I almost laugh then. ‘Dad, you have two grandkids—or you will do soon—and you’re proposing fighting for access to one of them while refusing to acknowledge the other? I don’t think so!’

He stares at me then, his face cold. It’s like he’s had a reminder of what I’m truly capable of.

I’m not his little baby girl anymore.

I can’t be placated with praise and kisses and chocolate coins.

I have opinions, and I have agency, and I have the means to act based on my values.

Even when he doesn’t like it.

Even when it hurts like fuck.

Even when upholding these boundaries is the hardest, most exhausting task I’ve ever faced in my life.

Unfortunately for him, I’m a mother now. And that means I will do whatever it takes to protect my family.

His face changes. ‘You wouldn’t deny me the chance to see this precious little thing grow up, would you?

’ he asks, like he knows how soft I am inside, how easily I might crumble if he tightens the screws.
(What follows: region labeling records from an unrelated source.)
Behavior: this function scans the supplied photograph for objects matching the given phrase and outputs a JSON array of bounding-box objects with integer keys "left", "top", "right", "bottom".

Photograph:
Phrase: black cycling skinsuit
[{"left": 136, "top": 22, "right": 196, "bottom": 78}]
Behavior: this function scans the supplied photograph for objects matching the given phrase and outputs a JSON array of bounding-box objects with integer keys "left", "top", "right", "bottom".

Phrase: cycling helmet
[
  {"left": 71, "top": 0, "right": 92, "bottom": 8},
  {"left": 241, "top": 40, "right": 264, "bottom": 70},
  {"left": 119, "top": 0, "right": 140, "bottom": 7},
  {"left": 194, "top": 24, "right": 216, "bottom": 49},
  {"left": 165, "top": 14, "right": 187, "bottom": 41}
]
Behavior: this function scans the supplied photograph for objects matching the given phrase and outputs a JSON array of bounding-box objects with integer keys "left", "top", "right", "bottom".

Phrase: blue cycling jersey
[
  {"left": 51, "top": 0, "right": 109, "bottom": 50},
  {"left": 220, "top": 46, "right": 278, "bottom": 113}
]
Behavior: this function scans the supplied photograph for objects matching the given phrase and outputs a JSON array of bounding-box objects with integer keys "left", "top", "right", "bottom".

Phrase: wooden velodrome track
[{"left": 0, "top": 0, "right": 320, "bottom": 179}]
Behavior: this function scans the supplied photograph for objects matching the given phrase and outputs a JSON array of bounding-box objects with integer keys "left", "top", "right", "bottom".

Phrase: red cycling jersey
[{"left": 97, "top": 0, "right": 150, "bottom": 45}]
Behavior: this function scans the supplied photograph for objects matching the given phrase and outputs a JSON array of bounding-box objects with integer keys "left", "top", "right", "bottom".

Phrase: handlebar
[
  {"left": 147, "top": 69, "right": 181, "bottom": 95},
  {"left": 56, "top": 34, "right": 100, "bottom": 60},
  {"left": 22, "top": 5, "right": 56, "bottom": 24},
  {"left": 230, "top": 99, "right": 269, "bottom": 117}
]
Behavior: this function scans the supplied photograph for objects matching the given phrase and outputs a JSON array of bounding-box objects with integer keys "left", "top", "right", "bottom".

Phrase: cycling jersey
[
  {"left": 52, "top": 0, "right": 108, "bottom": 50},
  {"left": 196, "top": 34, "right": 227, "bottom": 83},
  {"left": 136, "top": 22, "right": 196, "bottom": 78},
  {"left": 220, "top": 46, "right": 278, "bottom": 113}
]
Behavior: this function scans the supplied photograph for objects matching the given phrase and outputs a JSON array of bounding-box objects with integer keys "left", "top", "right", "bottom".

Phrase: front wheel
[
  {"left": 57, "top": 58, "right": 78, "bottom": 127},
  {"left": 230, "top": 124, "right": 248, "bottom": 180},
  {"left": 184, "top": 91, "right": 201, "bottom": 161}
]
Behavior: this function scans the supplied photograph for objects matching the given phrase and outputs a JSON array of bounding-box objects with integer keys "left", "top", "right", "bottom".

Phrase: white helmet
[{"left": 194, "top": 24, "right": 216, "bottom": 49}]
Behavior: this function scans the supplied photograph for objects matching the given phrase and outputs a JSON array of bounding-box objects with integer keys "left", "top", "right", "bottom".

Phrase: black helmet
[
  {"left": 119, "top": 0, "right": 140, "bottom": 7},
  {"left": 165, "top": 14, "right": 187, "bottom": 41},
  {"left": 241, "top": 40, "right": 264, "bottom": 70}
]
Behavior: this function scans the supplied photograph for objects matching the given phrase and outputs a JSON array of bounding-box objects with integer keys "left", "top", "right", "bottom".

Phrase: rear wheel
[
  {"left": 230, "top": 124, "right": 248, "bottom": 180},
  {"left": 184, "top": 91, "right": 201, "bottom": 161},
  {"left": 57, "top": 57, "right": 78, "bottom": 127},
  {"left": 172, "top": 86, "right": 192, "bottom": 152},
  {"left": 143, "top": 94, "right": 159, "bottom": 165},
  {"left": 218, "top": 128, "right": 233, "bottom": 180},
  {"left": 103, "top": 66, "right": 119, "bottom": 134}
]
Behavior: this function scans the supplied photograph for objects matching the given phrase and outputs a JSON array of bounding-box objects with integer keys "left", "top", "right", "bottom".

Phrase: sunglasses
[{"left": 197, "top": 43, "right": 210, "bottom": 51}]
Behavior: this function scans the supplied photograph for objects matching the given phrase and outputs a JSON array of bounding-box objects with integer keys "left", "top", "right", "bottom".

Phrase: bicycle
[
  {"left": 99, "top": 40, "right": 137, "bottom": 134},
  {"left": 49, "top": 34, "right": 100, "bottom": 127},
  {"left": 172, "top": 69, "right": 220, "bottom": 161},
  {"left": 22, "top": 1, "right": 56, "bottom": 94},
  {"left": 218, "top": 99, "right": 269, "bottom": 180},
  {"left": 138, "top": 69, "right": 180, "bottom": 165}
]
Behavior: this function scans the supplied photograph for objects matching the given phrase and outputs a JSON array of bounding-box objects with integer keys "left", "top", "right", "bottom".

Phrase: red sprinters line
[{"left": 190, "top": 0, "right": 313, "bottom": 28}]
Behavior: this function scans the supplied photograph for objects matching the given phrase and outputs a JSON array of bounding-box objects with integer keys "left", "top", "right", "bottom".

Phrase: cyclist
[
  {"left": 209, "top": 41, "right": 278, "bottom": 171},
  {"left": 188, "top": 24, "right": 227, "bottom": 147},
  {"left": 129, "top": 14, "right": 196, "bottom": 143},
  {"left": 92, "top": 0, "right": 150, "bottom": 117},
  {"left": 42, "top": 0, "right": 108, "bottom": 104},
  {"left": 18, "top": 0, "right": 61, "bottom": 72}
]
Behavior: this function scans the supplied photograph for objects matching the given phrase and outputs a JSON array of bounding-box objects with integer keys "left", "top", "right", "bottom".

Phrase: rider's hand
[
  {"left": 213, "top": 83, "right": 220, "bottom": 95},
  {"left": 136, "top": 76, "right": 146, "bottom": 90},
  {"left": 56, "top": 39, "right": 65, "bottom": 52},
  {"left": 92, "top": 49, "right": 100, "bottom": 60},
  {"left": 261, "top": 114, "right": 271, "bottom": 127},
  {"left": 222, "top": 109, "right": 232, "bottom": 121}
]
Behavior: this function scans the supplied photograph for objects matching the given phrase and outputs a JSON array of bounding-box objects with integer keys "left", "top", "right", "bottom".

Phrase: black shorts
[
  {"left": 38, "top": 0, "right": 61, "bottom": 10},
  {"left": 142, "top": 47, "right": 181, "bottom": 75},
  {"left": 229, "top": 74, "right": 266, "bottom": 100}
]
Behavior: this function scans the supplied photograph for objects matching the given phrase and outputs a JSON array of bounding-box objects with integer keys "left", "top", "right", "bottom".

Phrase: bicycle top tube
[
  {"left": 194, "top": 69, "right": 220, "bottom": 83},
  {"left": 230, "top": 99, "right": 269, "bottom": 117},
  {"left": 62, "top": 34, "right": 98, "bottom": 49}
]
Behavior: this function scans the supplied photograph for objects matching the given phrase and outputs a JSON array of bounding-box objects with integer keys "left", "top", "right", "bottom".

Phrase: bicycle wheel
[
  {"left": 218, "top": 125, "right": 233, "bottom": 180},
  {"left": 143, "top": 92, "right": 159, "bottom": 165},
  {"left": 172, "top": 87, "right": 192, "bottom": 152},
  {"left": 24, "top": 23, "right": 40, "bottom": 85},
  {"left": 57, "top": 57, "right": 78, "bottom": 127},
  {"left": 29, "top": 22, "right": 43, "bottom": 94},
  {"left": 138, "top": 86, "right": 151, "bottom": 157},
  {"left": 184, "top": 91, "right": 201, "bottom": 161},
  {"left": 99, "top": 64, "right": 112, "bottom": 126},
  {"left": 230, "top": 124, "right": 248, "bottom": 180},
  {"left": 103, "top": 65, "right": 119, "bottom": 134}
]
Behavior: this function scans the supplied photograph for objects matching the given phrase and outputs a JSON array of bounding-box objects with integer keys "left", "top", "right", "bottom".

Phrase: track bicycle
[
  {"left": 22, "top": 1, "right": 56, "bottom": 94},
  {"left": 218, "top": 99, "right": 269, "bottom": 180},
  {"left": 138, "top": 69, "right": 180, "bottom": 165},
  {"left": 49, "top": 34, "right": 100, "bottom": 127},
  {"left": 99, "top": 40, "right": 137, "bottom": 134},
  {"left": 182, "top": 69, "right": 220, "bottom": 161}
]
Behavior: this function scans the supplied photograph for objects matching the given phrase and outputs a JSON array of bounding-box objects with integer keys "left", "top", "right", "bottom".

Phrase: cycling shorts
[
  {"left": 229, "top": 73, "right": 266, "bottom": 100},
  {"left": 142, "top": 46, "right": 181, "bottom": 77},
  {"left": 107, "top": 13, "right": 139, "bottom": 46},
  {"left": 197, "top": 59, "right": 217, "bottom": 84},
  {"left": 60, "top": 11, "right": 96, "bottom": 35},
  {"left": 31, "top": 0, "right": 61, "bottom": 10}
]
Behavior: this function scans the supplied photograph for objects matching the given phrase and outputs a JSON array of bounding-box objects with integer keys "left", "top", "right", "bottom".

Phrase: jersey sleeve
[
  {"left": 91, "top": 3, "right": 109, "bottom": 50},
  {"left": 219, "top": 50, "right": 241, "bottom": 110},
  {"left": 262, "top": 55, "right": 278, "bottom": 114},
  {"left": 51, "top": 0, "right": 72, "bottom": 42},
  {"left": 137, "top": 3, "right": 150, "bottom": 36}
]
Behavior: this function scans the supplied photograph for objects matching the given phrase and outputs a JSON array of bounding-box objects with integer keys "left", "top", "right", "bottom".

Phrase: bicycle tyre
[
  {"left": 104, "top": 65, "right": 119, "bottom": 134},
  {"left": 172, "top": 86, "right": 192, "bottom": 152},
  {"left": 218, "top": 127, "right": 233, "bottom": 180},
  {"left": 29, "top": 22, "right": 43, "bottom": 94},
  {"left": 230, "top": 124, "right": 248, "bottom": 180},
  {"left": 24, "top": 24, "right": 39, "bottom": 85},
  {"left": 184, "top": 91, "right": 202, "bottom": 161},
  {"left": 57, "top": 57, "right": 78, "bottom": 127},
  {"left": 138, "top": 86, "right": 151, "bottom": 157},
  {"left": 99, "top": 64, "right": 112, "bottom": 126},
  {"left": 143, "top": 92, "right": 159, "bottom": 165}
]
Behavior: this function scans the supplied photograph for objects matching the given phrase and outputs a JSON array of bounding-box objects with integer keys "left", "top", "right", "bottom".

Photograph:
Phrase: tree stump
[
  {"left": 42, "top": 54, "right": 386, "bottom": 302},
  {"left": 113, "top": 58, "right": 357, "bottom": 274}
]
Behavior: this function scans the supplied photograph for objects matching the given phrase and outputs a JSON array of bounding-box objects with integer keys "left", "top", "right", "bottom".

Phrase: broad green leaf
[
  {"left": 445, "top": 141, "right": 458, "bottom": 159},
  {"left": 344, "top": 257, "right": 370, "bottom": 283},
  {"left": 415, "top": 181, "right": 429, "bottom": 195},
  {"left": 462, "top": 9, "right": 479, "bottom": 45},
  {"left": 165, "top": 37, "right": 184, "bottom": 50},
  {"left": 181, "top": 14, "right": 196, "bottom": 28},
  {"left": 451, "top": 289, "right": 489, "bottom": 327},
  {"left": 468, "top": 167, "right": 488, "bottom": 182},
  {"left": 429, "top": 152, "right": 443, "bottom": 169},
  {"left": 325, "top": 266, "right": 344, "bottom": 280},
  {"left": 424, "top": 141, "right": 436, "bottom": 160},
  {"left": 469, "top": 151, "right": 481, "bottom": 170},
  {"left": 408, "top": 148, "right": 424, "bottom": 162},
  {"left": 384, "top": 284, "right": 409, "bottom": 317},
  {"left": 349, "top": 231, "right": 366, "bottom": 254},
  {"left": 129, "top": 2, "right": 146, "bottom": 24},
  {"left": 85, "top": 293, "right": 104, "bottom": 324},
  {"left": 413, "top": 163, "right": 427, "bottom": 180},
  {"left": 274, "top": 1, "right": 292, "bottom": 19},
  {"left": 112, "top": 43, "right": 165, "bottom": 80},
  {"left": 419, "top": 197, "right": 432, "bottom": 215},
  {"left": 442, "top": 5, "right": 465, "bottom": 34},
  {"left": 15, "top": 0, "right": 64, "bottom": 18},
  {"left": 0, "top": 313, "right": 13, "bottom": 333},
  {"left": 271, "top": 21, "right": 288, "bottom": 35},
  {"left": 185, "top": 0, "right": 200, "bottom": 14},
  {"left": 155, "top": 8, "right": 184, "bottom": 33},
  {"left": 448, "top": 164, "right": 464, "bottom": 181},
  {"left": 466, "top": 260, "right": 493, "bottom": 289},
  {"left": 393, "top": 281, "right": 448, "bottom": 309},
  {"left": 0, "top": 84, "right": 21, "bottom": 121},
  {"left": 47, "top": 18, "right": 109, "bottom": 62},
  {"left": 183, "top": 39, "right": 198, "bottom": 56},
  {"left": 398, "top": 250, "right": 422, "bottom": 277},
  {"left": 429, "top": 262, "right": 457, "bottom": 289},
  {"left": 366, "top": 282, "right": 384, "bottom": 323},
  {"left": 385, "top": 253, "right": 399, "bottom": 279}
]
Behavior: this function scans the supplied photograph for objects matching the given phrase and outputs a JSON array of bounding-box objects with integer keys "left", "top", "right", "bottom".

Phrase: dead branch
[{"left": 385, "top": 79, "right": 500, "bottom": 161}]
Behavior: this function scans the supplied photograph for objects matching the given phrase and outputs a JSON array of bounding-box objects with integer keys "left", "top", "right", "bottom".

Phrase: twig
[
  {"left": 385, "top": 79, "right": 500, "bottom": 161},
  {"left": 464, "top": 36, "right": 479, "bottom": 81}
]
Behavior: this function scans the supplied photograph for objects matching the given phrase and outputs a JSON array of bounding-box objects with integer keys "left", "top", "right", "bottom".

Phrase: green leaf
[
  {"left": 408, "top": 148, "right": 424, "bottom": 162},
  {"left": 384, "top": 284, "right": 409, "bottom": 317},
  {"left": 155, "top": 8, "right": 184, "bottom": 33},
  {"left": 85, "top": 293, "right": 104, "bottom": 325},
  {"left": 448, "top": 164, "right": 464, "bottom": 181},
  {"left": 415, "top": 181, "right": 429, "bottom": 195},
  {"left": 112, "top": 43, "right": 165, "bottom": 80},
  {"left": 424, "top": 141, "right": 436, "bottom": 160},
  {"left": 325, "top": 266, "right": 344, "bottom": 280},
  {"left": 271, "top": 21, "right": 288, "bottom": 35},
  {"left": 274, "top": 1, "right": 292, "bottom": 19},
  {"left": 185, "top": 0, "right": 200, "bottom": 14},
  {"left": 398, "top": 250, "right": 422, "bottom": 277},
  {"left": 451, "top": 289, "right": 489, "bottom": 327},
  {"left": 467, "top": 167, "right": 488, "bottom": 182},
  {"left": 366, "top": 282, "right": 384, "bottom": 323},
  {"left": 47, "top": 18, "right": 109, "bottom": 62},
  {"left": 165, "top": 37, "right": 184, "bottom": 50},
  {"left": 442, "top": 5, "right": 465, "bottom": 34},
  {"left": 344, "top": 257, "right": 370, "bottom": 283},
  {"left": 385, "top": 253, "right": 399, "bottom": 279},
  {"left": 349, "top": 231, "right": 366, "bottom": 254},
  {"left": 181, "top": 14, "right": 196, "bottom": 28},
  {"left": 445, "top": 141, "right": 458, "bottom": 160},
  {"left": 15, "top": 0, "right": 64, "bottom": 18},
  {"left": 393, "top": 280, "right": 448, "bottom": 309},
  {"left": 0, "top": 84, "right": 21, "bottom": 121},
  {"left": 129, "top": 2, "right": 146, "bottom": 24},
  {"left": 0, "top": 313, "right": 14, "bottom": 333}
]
It’s a shrewd move. Apply to the Belle he knows, the people-pleaser, the good girl who wants to do right by everyone.

‘What if she grew up to be someone you didn’t approve of?’ I ask. ‘What if she decided she was gay, and she and I were both terrified that you’d judge her when she told you. That she’d lose your respect, that you’d withhold your love.’

‘That’s preposterous!’ he blusters. ‘Of course she’s not gay!’

‘That is not your call to make.’ I stand up and cross my arms. ‘She’s perfect, however she is, and the idea that you might ever make her feel less than makes my skin crawl.

But that’s not what this is about. You don’t get to pick and choose here.

You accept your children for who we are, you accept the people we love, and you accept the grandchildren we give you… ’ I shrug.

‘Or you reject us. But it’s a wholesale decision, Dad. In or out. It’s not too late. I mean, it’s too late with Mum. But it’s not too late for me and Dex.’

‘I don’t know what you think you’re playing at, missy,’ he says, the venom in his words at odds with the tenderness with which he’s stroking Rosalie’s hair. ‘But I’m going to get your mother to talk some sense into you.’

‘Mum knows,’ I say and watch his face fall.

‘She’s as devastated about it as I am, but she gets it.

No one’s asking you to abandon your faith for us.

We’d never ask you to choose. But we are asking for some Christian acceptance and compassion, and that decision is yours to make.

You either get to have a wonderful relationship with however many grandkids we produce, or you don’t. It’s entirely your choice.’

He doesn’t answer, merely bows his head over Rosalie’s, pressing kisses to the top of her soft blonde head.

‘None of us want this,’ I tell him softly. ‘Dex has come to terms with what you’ve done to him, but it’s not too late to ask for his forgiveness.’

Silence.

‘I’ll let you guys have a cuddle,’ I tell him. I turn and walk slowly to where I parked the pushchair. Everything feels like lead. My head. My feet. My heart. Everything pounds and aches.

My parents reared two pretty decent humans, and we’re popping out beautiful babies. Why my father has taken what should be a golden time in his and Mum’s lives and torn our family apart with his doctrine and his intransigence and his judgement is unfathomable.

There’s only one villain in this scene, and it’s the guy who goes to Mass every fucking day.

So it shouldn’t hurt so appallingly when I catch the agony in his eyes as he gives Rosalie one last kiss, hands her over to me, and walks silently, abruptly, out of the sunny playground.